Ich erinnere mich an diesen Abend so häufig, als würde ich jede Nacht erneut davon träumen. Der Wind streicht über meine Haut und lässt mir die Locken ins Gesicht fallen, schon damals war es so. Auch heute sitze ich noch oft vor dem Haus, welches ich von meinen Eltern erbte und sehe in den Himmel. Niemals habe ich einen vergleichbaren Himmel gesehen, wie an jenem Abend. Von unserer Veranda wirkte er bedrohlich nah, als wären wir mittendrin, als zwei winzige Himmelskörper in der ewig weiten Atmosphäre.
„Die Venus wird auch Morgen- und Abendstern genannt. Und weißt du, wofür sie steht?“ Die Stimme meines Vaters blieb weiterhin ein Flüstern, doch in der Stille der anbrechenden Nacht klang sie laut und eindringlich. Ohne eine Antwort abzuwarten, drehte er sich plötzlich auf der Bank um und sah in Richtung unseres Hauses. Damals wusste ich nicht, dass er nach meiner Mutter Ausschau hielt. Denn er wünschte sich, dass sie genau in diesem Moment auf die Veranda treten würde, um gemeinsam mit uns in den Himmel zu schauen.

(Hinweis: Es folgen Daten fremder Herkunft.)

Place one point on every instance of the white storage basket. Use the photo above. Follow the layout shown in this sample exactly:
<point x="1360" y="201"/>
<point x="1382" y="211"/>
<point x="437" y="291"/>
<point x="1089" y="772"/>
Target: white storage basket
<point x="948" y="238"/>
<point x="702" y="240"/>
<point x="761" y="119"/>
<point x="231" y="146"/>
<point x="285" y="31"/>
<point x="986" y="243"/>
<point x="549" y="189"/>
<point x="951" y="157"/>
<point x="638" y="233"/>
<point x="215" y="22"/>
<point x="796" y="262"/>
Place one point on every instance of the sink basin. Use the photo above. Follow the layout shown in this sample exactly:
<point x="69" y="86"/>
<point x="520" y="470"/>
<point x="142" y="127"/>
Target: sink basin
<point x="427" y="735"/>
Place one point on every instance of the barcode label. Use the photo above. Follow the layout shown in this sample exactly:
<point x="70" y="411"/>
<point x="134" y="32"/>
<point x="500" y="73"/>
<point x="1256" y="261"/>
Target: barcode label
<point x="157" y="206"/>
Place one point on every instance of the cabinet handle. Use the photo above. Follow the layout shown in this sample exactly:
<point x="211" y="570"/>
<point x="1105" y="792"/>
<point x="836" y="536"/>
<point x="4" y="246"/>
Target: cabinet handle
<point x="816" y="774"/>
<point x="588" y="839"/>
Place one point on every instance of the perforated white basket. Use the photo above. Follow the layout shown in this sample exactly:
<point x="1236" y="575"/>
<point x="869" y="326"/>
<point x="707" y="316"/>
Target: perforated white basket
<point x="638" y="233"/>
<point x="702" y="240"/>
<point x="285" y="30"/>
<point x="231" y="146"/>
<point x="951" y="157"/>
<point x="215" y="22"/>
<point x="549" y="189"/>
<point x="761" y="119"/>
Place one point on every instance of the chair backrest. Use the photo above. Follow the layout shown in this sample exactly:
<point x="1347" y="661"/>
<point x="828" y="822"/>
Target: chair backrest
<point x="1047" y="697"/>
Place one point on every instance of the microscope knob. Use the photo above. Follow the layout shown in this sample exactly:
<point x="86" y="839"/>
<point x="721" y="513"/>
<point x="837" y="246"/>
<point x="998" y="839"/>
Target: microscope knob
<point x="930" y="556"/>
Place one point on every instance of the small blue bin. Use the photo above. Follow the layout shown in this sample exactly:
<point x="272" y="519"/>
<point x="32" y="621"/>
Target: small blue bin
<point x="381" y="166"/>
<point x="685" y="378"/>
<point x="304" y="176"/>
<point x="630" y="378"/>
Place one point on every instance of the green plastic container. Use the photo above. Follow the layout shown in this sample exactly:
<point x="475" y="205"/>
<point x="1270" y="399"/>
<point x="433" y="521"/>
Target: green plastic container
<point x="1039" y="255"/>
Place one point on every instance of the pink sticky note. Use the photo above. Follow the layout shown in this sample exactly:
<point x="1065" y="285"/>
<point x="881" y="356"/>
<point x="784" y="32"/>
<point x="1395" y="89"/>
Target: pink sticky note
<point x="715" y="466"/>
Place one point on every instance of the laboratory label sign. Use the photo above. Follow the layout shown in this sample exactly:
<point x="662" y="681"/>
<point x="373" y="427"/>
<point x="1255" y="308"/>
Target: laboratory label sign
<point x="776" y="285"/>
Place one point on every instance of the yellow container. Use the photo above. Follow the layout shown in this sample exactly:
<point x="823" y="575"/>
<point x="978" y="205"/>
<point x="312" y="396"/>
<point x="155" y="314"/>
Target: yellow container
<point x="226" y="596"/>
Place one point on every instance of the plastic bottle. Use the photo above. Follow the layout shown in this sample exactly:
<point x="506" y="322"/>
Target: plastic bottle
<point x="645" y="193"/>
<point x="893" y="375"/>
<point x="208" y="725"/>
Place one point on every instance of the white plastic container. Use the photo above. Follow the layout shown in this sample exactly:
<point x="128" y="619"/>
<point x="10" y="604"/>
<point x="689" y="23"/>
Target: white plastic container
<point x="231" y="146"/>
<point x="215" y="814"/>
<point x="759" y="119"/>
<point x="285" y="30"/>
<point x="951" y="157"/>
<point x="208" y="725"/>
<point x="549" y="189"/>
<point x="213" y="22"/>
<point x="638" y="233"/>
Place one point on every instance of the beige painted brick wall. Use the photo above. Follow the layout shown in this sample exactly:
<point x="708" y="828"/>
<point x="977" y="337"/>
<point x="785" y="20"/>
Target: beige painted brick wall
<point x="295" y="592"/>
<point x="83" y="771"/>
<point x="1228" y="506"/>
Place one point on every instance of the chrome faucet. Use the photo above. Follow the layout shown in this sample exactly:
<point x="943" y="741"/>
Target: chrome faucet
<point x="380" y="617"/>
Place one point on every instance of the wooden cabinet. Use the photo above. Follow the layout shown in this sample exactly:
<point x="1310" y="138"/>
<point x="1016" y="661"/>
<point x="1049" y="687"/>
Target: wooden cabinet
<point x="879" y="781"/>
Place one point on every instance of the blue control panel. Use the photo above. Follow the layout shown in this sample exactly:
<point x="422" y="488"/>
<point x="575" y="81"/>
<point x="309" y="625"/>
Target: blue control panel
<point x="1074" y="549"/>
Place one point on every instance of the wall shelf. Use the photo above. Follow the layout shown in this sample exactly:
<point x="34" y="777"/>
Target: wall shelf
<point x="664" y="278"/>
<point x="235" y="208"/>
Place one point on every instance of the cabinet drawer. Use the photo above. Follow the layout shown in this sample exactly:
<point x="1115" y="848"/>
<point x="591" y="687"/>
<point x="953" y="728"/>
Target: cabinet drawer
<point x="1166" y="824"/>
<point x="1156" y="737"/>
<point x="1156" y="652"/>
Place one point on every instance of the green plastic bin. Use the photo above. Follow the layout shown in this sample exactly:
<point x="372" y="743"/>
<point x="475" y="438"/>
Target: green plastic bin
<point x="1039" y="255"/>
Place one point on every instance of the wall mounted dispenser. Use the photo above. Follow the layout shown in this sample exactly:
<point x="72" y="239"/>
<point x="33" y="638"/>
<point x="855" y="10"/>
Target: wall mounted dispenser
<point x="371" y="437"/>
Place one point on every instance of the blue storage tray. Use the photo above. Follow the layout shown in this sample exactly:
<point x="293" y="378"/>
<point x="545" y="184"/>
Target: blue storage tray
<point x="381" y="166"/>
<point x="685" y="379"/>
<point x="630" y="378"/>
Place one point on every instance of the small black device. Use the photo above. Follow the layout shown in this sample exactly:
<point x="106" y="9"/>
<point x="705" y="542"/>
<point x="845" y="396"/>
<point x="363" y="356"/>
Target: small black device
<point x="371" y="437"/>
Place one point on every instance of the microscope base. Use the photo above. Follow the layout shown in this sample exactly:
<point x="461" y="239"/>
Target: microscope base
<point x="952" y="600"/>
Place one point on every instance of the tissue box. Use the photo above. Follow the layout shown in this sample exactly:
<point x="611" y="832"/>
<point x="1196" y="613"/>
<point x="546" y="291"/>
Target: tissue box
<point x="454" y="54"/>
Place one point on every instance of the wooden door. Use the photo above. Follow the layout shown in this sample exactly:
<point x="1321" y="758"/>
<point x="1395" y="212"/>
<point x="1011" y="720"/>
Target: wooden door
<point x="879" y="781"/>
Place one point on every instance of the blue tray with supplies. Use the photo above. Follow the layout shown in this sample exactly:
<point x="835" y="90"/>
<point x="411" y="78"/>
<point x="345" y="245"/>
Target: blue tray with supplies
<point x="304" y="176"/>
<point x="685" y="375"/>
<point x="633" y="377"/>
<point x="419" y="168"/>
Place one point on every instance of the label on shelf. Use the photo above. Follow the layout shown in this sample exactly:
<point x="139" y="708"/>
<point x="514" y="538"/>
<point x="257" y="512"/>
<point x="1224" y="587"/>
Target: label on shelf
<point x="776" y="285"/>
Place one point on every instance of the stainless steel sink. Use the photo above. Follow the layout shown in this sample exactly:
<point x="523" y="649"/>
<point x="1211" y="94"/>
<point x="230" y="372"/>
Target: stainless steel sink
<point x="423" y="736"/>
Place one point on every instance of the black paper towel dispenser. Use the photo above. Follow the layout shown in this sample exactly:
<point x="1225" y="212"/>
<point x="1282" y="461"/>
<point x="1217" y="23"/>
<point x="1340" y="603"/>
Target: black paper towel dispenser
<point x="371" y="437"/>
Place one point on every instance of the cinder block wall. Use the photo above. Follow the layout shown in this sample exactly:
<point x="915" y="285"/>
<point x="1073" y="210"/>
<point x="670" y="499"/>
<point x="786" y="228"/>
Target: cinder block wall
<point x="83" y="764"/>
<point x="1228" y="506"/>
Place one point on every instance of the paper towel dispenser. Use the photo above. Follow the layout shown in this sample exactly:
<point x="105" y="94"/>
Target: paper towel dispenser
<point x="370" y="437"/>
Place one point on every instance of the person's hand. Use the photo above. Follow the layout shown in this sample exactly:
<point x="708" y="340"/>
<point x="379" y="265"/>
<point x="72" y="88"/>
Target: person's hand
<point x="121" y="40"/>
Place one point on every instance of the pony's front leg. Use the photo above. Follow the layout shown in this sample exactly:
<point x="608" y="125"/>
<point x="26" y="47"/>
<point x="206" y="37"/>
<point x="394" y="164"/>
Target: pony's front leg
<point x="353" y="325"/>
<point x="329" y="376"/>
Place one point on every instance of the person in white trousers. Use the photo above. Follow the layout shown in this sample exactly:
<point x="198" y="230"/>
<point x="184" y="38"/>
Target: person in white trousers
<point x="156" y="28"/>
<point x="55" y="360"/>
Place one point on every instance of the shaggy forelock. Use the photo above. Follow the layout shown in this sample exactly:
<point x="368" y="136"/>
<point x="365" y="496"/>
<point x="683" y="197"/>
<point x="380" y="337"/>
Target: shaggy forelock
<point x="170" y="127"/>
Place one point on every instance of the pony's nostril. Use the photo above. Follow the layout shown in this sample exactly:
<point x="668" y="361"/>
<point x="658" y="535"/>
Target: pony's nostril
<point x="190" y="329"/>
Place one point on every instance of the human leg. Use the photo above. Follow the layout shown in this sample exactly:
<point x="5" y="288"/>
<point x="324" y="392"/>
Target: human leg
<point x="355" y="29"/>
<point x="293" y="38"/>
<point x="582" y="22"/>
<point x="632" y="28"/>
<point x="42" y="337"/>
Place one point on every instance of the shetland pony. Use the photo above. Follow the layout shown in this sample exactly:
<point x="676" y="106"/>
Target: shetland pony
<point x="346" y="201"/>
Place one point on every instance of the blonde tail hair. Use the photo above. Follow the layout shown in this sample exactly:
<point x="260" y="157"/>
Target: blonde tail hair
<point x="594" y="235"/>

Ich sah weiterhin mit meinen großen Kinderaugen hinauf und schüttelte auf die Frage hin offenen Mundes den Kopf.
„Sie steht für die Liebe.“
Jetzt wandte ich den Blick ab und sah meinem Papa fest in die Augen. In seinem Blick lag so viel Schmerz, gemischt mit einem Rest in den Jahren verebbter Hoffnung.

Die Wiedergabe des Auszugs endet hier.